I wouldn't eat any fish that I had kept as a pet (I also don't eat cat, dog, or ferret) - because they're pets - but also because it's not safe.

You keep bringing home baby elephants and then coming online to make sure we all know about it - of course we're going to explain to you a) how big elephants get and b) that nobody else has space for your elephants either.
We're not going to stop. Are you ?


----------



## Buggy (Oct 17, 2006)

Sometimes I think he waves these things under our noses like a red flag just to get a rise out of us.


----------



## Zoe (Feb 26, 2006)

Yup, it's called trolling.


----------



## flamingo (Nov 5, 2005)

I would need a better picture, video etc. but, really, they look like bullhead from what's provided. Seeing as you have 25 or so of them, also indicates that they may not be channel cats.

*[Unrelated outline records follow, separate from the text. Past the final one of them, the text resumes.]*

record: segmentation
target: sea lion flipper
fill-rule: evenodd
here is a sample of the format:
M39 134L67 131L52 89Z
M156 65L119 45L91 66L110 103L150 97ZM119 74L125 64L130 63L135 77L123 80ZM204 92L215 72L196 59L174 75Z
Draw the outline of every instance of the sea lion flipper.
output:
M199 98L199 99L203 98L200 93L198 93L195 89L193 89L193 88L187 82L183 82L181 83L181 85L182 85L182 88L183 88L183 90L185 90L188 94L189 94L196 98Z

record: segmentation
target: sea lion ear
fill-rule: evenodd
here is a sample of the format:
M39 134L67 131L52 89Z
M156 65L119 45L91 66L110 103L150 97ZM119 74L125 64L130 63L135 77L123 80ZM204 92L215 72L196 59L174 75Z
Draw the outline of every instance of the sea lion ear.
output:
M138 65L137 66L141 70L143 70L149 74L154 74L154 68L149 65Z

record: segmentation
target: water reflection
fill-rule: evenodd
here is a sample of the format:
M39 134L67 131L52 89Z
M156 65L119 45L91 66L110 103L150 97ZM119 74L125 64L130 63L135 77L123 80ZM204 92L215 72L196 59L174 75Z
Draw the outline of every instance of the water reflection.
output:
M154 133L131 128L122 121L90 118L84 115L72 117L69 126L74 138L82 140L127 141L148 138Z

We're only trying to warn you that, really, these are fish that can get absolutely huge. On top of being larger than a common tank to begin with, they're also a local fish (which would be pretty near impossible to hand off to anyone in the area). I've kept channels, bullheads, madtoms, etc. before- and they don't stay little for long. YOY (young of the year) are also reaching close to a foot by the end of the fall. I also go on nightly fishing trips just to catch channels, and it's not that uncommon to have your pole snapped in half by one.


----------



## Countryguy (Jul 26, 2007)

flamingo said:


> I would need a better picture, video etc. but, really, they look like bullhead from what's provided. Seeing as you have 25 or so of them, also indicates that they may not be channel cats.
> 
> We're only trying to warn you that, really, these are fish that can get absolutely huge. On top of being larger than a common tank to begin with, they're also a local fish (which would be pretty near impossible to hand off to anyone in the area). I've kept channels, bullheads, madtoms, etc. before- and they don't stay little for long. YOY (young of the year) are also reaching close to a foot by the end of the fall. I also go on nightly fishing trips just to catch channels, and it's not that uncommon to have your pole snapped in half by one.


You've had Cats that snapped your poles??? Now that is impressive! I've only snapped two poles in my life, both on SW fish, a ray and a snook(I think) I actually landed the ray!


----------



## flamingo (Nov 5, 2005)

When you have a catfish at around 6 feet long on your line, it's pretty easy. I've also seen poles being ripped out into the lake also


----------



## MaelStrom (Jun 24, 2007)

flamingo said:


> When you have a catfish at around 6 feet long on your line, it's pretty easy. I've also seen poles being ripped out into the lake also


Im so jealous, biggest fish I have ever caught was like a foot long bass... Stupid NJ and its sucky fishing...


----------